A palindrome reads the same backward as forward, so we can use this property to solve the problem.
We define a 2D array dp, where dp[i][j] represents whether the substring from index i to j is a palindrome.
Using this definition, we can build the solution by considering smaller subproblems and expanding from there.
Approach:
1. Create a 2D boolean array dp of size (n x n), where n is the length of the input string s.
- dp[i][j] will be true if the substring from index i to j is a palindrome, and false otherwise.
2. Initialize the base cases:
- Set dp[i][i] to true, as single characters are palindromes.

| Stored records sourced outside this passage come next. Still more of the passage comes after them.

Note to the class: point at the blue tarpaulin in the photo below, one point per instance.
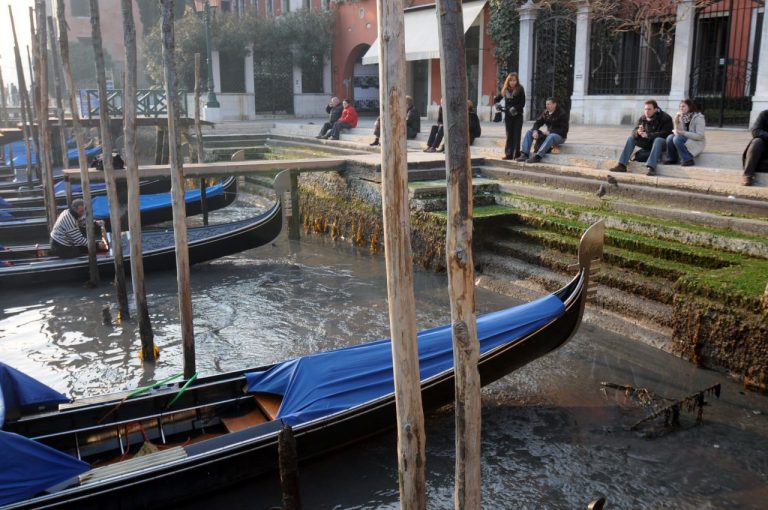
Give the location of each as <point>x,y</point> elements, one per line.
<point>154,201</point>
<point>321,384</point>
<point>18,390</point>
<point>29,467</point>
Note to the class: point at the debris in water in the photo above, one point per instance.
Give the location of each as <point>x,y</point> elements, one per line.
<point>665,412</point>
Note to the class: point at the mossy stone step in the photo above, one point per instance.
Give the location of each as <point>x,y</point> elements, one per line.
<point>627,259</point>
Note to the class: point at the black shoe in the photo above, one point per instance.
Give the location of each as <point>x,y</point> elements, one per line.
<point>534,159</point>
<point>618,168</point>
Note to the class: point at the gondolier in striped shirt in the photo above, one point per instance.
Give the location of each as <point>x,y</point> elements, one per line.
<point>68,235</point>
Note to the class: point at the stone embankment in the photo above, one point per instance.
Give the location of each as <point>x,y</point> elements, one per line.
<point>686,259</point>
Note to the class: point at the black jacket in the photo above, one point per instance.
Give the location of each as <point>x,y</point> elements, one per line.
<point>760,128</point>
<point>334,112</point>
<point>658,126</point>
<point>412,123</point>
<point>557,122</point>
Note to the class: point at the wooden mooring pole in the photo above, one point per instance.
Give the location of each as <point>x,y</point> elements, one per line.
<point>44,157</point>
<point>177,193</point>
<point>132,176</point>
<point>398,256</point>
<point>461,278</point>
<point>199,136</point>
<point>77,129</point>
<point>59,101</point>
<point>26,122</point>
<point>106,156</point>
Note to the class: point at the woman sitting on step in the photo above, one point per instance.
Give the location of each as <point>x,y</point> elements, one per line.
<point>687,139</point>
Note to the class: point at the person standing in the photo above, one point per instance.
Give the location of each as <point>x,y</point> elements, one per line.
<point>556,122</point>
<point>511,103</point>
<point>755,158</point>
<point>653,128</point>
<point>347,120</point>
<point>333,109</point>
<point>687,139</point>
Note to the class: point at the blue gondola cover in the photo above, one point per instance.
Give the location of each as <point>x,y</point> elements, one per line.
<point>154,201</point>
<point>30,467</point>
<point>322,384</point>
<point>18,390</point>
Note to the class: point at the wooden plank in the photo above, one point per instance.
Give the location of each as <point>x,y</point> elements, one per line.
<point>93,268</point>
<point>222,168</point>
<point>458,248</point>
<point>177,193</point>
<point>398,256</point>
<point>148,351</point>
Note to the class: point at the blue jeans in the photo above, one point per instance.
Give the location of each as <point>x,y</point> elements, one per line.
<point>659,146</point>
<point>675,147</point>
<point>544,146</point>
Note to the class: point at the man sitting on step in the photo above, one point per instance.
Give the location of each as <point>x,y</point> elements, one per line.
<point>653,128</point>
<point>755,158</point>
<point>549,130</point>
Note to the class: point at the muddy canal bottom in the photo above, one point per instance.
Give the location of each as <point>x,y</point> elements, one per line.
<point>552,437</point>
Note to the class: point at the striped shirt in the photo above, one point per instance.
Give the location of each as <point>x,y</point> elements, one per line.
<point>67,231</point>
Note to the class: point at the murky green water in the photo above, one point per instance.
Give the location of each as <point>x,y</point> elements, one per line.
<point>551,437</point>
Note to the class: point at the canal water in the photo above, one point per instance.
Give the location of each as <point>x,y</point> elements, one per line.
<point>553,438</point>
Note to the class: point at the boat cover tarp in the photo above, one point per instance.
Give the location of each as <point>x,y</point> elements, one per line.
<point>60,188</point>
<point>18,390</point>
<point>154,201</point>
<point>30,467</point>
<point>321,384</point>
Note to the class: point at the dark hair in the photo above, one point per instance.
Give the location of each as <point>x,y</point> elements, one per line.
<point>653,103</point>
<point>691,105</point>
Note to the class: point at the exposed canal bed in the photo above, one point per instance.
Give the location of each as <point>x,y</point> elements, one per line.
<point>552,437</point>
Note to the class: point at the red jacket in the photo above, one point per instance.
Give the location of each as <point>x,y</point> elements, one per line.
<point>349,116</point>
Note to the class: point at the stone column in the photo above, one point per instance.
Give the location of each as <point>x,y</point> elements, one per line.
<point>528,14</point>
<point>581,62</point>
<point>760,99</point>
<point>685,27</point>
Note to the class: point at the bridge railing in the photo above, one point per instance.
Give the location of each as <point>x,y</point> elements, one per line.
<point>149,103</point>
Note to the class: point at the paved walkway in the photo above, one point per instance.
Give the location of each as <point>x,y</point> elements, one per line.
<point>719,140</point>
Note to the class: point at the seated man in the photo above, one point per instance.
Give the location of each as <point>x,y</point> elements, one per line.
<point>412,122</point>
<point>653,128</point>
<point>555,122</point>
<point>348,120</point>
<point>755,158</point>
<point>333,109</point>
<point>68,237</point>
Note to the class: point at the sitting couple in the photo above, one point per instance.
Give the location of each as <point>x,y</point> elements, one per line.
<point>682,138</point>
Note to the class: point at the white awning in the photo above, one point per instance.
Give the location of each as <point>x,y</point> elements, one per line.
<point>421,36</point>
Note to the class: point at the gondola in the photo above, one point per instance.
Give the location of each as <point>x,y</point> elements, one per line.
<point>205,243</point>
<point>15,227</point>
<point>216,431</point>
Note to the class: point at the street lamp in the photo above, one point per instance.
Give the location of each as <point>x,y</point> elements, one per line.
<point>204,7</point>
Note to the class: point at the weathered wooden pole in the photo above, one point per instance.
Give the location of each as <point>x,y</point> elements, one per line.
<point>26,122</point>
<point>461,278</point>
<point>177,192</point>
<point>399,260</point>
<point>132,176</point>
<point>106,156</point>
<point>57,88</point>
<point>85,180</point>
<point>199,136</point>
<point>44,157</point>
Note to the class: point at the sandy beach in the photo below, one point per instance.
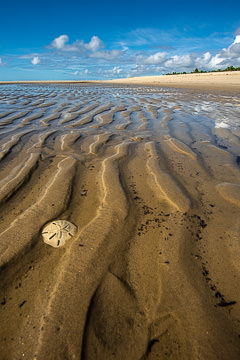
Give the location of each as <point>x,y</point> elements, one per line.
<point>148,174</point>
<point>228,80</point>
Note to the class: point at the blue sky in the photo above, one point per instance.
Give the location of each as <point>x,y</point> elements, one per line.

- Set dp[i][i+1] to true if s[i] is equal to s[i+1], as two identical characters are palindromes.
3. Iterate over the substring lengths from 3 to n:
- Iterate over the starting index i from 0 to n - len:
- Calculate the ending index j as i + len - 1.
- Update dp[i][j] to true if s[i] is equal to s[j] and dp[i+1][j-1] is true.
4. Keep track of the longest palindromic substring by updating the start and end indices whenever a longer palindrome is found.
5. Return the substring from the start index to the end index.
Time Complexity:
The time complexity is O(n^2), where n is the length of the input string s. We iterate over the dp array, which has a size of n x n.
Space Complexity:
The space complexity is O(n^2) as well. We use a 2D array dp of size n x n to store the intermediate results.
Dynamic Programming:
- Subproblem: The subproblem is determining whether a substring from index i to j is a palindrome.
- Recurrence Relation: dp[i][j] = (s[i] == s[j]) && dp[i+1][j-1], where dp[i][j] represents whether the substring from index i to j is a palindrome.
- Base Case: dp[i][i] = true (single character is a palindrome) and dp[i][i+1] = (s[i] == s[i+1]) (two identical characters are a palindrome).
*/
class Solution {
public:
string longestPalindrome(string s) {
int n = s.length();
vector<vector<bool>> dp(n, vector<bool>(n, false));
int start = 0;
int maxLen = 1;
// Base case: single characters are palindromes
for (int i = 0; i < n; i++) {
dp[i][i] = true;
}
// Base case: two identical characters are palindromes
for (int i = 0; i < n - 1; i++) {
if (s[i] == s[i + 1]) {
dp[i][i + 1] = true;
start = i;
maxLen = 2;
}
}
// Check for palindromes of length greater than 2
for (int len = 3; len <= n; len++) {
for (int i = 0; i < n - len + 1; i++) {
int j = i + len - 1;
if (s[i] == s[j] && dp[i + 1][j - 1]) {
dp[i][j] = true;
start = i;
maxLen = len;
}
}
}
return s.substr(start, maxLen);
}
};
// Expanding around the center approach
// This approach does not utilize dynamic programming
// Consider each element as middle of a palindrome and keep expanding
// class Solution {
// public:
// string longestPalindrome(string s) {
// // Two possibilities, palindrome can be even or odd length
// for(int i = 0; i < s.size() - 1; i++) {
// // To check odd palindromes
// helper(s, i, i);
// // To check even palindromes
// helper(s, i, i+1);
// }
// return s.substr(start, maxLength);
// }
// private:
// // need the index and length to cut the string using substr
// int start = 0, maxLength = 1;
// void helper(string S, int L, int R) {
// while(L >= 0 && R < S.size() && S[L] == S[R])
// L--, R++;
// int len = R - L - 1;
// if(len > maxLength) {
// start = L + 1;
// maxLength = len;
// }
// }
// };